Did you mean `limits = factor(...)` or `scale_*_continuous()`?
I created a third data set called mental_health examining Google searches using trendy for the term ‘mental health’ specifically in the United States.
mental_health <- trendy(c("mental health"), geo = "US")
Then I created a datatable examining Google searches for the term ‘mental health’, organized by month. Hits_per_month describes how popular or frequently the term was searched each month. It appears the month of May was tied for the 3rd most popular month for Google searching the term.
mental_health %>%
get_interest() %>%
mutate(month = month(date)) %>%
group_by(month) %>%
summarize(hits_per_month = mean(hits)) %>%
datatable(options = list(pageLength = 12)) %>%
formatRound(2, 2)
Then I made a line graph examining the hits per month for the term mental health to be searched on Google. The month of May, as shown above, appears to be tied for the 3rd most popular month for Google searching the term.
mental_health %>%
get_interest() %>%
mutate(month = month(date)) %>%
group_by(month) %>%
summarize(hits_per_month = mean(hits)) %>%
ggplot(aes(x = month, y = hits_per_month)) +
geom_line() +
scale_x_discrete(limits = c(1:12)) +
theme_minimal() +
labs(title = "Google searches for mental health by month")

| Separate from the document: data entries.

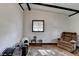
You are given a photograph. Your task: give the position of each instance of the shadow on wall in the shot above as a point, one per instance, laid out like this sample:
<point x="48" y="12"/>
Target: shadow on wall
<point x="78" y="40"/>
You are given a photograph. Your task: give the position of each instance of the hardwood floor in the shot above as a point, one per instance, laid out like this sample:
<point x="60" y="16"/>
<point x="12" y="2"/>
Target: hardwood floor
<point x="76" y="52"/>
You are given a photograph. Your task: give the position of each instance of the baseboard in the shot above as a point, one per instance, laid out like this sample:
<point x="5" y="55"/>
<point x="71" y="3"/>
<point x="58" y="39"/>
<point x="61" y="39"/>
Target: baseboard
<point x="43" y="43"/>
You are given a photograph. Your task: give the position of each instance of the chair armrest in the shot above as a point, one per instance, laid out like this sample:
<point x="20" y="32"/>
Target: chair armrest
<point x="73" y="41"/>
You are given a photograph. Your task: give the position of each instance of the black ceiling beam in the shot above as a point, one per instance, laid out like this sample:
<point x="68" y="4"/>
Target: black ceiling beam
<point x="28" y="6"/>
<point x="73" y="14"/>
<point x="21" y="6"/>
<point x="54" y="6"/>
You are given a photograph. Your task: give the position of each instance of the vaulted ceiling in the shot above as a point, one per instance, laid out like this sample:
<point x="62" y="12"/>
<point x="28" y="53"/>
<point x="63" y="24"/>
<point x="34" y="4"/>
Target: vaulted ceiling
<point x="69" y="9"/>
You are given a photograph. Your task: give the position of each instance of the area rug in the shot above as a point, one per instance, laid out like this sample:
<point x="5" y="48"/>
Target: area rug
<point x="39" y="51"/>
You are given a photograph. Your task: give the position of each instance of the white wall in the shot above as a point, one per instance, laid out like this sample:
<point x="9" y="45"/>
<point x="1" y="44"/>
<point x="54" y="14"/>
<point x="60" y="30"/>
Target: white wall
<point x="74" y="25"/>
<point x="10" y="25"/>
<point x="54" y="25"/>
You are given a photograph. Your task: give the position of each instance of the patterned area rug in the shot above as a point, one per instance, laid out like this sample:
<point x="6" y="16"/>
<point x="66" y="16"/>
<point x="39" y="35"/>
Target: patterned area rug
<point x="39" y="51"/>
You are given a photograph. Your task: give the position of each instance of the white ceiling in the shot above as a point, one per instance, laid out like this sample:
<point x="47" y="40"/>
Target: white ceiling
<point x="44" y="8"/>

Warning: Continuous limits supplied to discrete scale.
Did you mean `limits = factor(...)` or `scale_*_continuous()`?
I created a fourth and final data set called suicide_every examining Google searches using trendy for all three of the terms ‘suicide’, ‘suicide rate’, and ‘mental health’ in the United States.
suicide_every <- trendy(c("suicide", "suicide rate", "mental health"), geo = "US")
Then I created a line graph for the data set suicide_every, comparing the search trends of the three terms by the average hits per month.
suicide_every %>%
get_interest() %>%
mutate(month = month(date)) %>%
group_by(month, keyword) %>%
summarize(hits_per_month = mean(hits)) %>%
ggplot(aes(x = month, y = hits_per_month, color = keyword)) +
geom_line() +
scale_x_discrete(limits = c(1:12)) +
theme_minimal() +
labs(title = "Internet searches for suicide, suicide rate, and mental health by month")
`summarise()` has grouped output by 'month'. You can override using the `.groups` argument.
Warning: Continuous limits supplied to discrete scale.
Did you mean `limits = factor(...)` or `scale_*_continuous()`?